Debugging production: the LIAR method
Published inThe release of DTrace in 2005 marked a turning point in the world of UNIX systems when it comes to production analysis, and more in general it greatly helped the process of understanding what’s going on under the covers by means of dynamic tracing.

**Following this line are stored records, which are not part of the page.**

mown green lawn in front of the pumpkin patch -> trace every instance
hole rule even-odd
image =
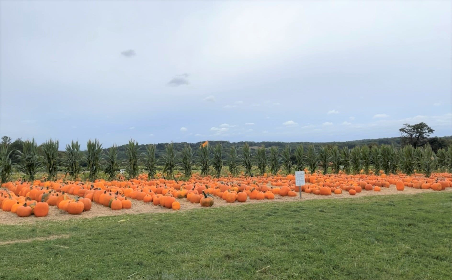
[[[0,226],[53,234],[0,246],[0,279],[452,279],[450,192]]]

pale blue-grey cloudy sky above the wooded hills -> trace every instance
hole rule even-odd
[[[452,135],[451,1],[1,1],[0,134]]]

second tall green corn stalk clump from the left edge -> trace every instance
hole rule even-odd
[[[17,151],[19,155],[19,170],[25,173],[25,177],[28,180],[33,181],[34,176],[41,167],[41,158],[38,155],[38,145],[34,141],[34,138],[24,141],[23,152]]]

Various systems inspired by DTrace have been developed throughout the years, including SystemTap and bpftrace. Although these systems differ in several important aspects, they all allow to ask questions about a running system by following a similar workflow. The List, Instrument, Aggregate, and Report (LIAR) acronym can be used to describe such workflow. The rest of this article will illustrate the methodology using bpftrace, taking as an example the problem of identifying which programs are sending data over TCP sockets, and how much data they are sending.
List
Without specific knowledge about Linux kernel internals, we can try and List all available probe points that have 'tcp' and 'send' in their name:
$ sudo bpftrace -l '*tcp*send*' tracepoint:tcp:tcp_send_reset kprobe:__traceiter_tcp_send_reset kprobe:tcp_send_mss kprobe:do_tcp_sendpages kprobe:tcp_sendpage_locked kprobe:tcp_sendpage kprobe:tcp_sendmsg_locked kprobe:tcp_sendmsg [...]

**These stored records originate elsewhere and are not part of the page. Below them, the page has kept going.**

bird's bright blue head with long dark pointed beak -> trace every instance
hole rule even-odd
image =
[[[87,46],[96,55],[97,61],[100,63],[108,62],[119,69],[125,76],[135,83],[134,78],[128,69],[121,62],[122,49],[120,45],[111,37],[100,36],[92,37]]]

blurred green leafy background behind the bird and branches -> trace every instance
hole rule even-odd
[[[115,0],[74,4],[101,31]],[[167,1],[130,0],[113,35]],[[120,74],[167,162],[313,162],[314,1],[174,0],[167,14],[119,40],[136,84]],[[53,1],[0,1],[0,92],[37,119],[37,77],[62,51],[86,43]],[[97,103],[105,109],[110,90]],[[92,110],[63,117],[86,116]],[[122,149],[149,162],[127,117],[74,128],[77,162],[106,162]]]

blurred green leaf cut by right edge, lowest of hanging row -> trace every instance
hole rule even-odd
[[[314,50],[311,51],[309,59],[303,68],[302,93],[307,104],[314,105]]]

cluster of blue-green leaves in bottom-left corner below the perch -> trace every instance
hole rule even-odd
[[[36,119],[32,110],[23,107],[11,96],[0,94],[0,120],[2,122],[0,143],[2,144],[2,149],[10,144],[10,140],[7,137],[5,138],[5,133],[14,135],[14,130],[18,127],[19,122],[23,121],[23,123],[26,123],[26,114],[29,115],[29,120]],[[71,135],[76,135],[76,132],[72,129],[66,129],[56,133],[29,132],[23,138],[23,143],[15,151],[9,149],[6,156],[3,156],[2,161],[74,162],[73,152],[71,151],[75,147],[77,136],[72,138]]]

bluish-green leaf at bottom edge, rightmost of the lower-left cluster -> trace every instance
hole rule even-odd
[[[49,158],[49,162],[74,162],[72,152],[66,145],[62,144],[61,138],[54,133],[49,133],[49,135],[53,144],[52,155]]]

The function tcp_sendmsg seems interesting, and indeed it is the one responsible for gathering up data to be written to a TCP socket. Its signature is:
int tcp_sendmsg(struct sock *sk, struct msghdr *msg, size_t size)
The 'size' argument is what we are interested in, and we are going to print it together with the PID next.
Instrument
At the Instrument step, we need to write a simple bpftrace program that prints a line every time the tcp_sendmsg function is called. Given that 'size' is the third argument of tcp_sendmsg, and that bpftrace allows to print function arguments using the arg0, …, argN keywords, we are going to access it by using 'arg2'. We are going to print the builtin 'pid' variable too.

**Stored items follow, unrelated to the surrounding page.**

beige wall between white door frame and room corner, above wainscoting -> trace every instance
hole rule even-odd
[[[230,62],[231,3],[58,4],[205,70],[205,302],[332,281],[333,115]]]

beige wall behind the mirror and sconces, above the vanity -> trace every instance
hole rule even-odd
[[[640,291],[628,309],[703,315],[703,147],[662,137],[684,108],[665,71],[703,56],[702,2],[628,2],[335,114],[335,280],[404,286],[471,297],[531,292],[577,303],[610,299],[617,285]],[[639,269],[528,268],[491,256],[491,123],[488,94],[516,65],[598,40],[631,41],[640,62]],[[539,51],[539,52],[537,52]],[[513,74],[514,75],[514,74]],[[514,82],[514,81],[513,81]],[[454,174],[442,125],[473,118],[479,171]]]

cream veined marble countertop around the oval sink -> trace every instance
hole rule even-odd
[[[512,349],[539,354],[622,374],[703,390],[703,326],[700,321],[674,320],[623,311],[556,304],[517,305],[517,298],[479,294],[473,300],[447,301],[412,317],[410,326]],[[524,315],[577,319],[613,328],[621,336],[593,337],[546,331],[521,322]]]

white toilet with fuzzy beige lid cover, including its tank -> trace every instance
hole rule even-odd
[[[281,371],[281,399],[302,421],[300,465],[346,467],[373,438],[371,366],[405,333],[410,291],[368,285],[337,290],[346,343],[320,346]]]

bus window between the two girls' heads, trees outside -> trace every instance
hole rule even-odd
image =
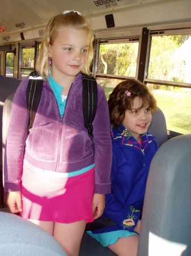
[[[103,86],[107,98],[119,82],[125,78],[134,79],[137,72],[138,38],[124,40],[121,43],[112,40],[99,42],[96,80]]]

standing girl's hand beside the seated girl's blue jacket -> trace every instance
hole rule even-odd
[[[94,194],[92,199],[92,210],[94,214],[94,220],[101,217],[105,209],[105,195],[104,194]]]

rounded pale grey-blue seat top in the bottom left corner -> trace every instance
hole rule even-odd
[[[0,212],[1,255],[67,256],[48,232],[16,214]]]

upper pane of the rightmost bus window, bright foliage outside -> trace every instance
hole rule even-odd
[[[191,35],[151,37],[148,79],[191,83]]]

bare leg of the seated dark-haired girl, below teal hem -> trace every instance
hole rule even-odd
[[[108,247],[118,256],[137,256],[138,241],[139,236],[120,237]]]

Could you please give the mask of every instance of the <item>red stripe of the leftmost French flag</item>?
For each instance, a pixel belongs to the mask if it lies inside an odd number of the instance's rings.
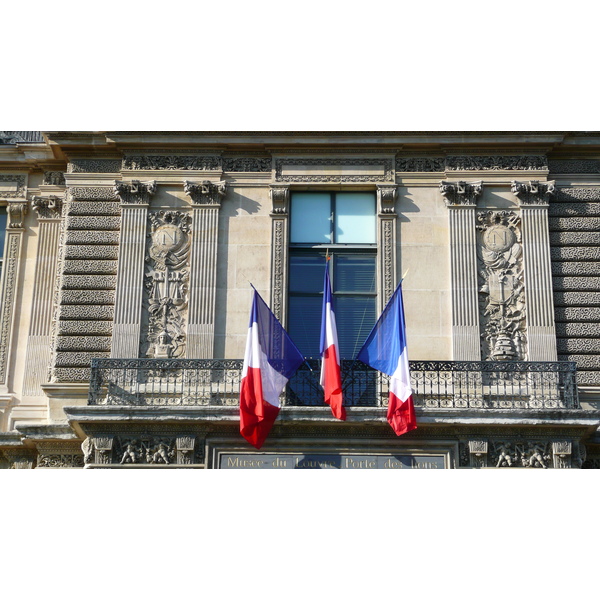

$ sudo bpftrace -e 'kprobe:tcp_sendmsg { printf("pid=%d: size=%d\n", pid, arg2) }' Attaching 1 probe... pid=764374: size=36 pid=764374: size=36 pid=633506: size=43 pid=633506: size=566 pid=633506: size=600 pid=633506: size=58 pid=633506: size=819 ^C
The output looks reasonable, we can now work on aggregating the 'size' data to get further insights on the TCP sending behavior of this system.
Aggregate
The Map Functions provided by bpftrace allow to Aggregate data in various useful ways. For example, the stats(): function returns the count, average, and total for a given value.
Let’s use it:
$ sudo bpftrace -e 'kprobe:tcp_sendmsg { @bytes[pid] = stats(arg2); print(@bytes); }' Attaching 1 probe... @bytes[770234]: count 1, average 77, total 77 @bytes[770234]: count 1, average 77, total 77 @bytes[770237]: count 1, average 77, total 77
We have defined a BPF map called 'bytes', used the PID as the key, and aggregated the 'size' argument using stats(). Every time tcp_sendmsg is called, we print the values obtained so far.
Report
As the final step, we need to Report our findings. Instead of printing the values every time tcp_sendmsg is called, it would be nicer to do that only once at program termination. Just like DTrace, bpftrace defaults to automatically printing aggregation results when the program exits. This is to say that, in bpftrace terminology, all populated maps are printed automatically.
The full program is thus simply:
$ sudo bpftrace -e 'kprobe:tcp_sendmsg { @bytes[pid] = stats(arg2); }' Attaching 1 probe... ^C @bytes[769042]: count 1, average 75, total 75 @bytes[769047]: count 1, average 75, total 75 @bytes[769052]: count 1, average 75, total 75 @bytes[769057]: count 1, average 75, total 75 @bytes[633506]: count 13, average 378, total 4915
All values of the 'bytes' map are printed by default when the user issues a CTRL-C. If we want to instead make the program exit after 10 seconds, we can use the 'interval' probe as follows:
$ sudo bpftrace -e 'kprobe:tcp_sendmsg { @bytes[pid] = stats(arg2); } interval:s:10 { exit(); }'
Conclusion
This article introduced the LIAR method of production debugging, a workflow in four steps that can be followed using DTrace-like systems to inspect various aspects of running production systems. See the original DTrace paper, and the bpftrace reference guide for more!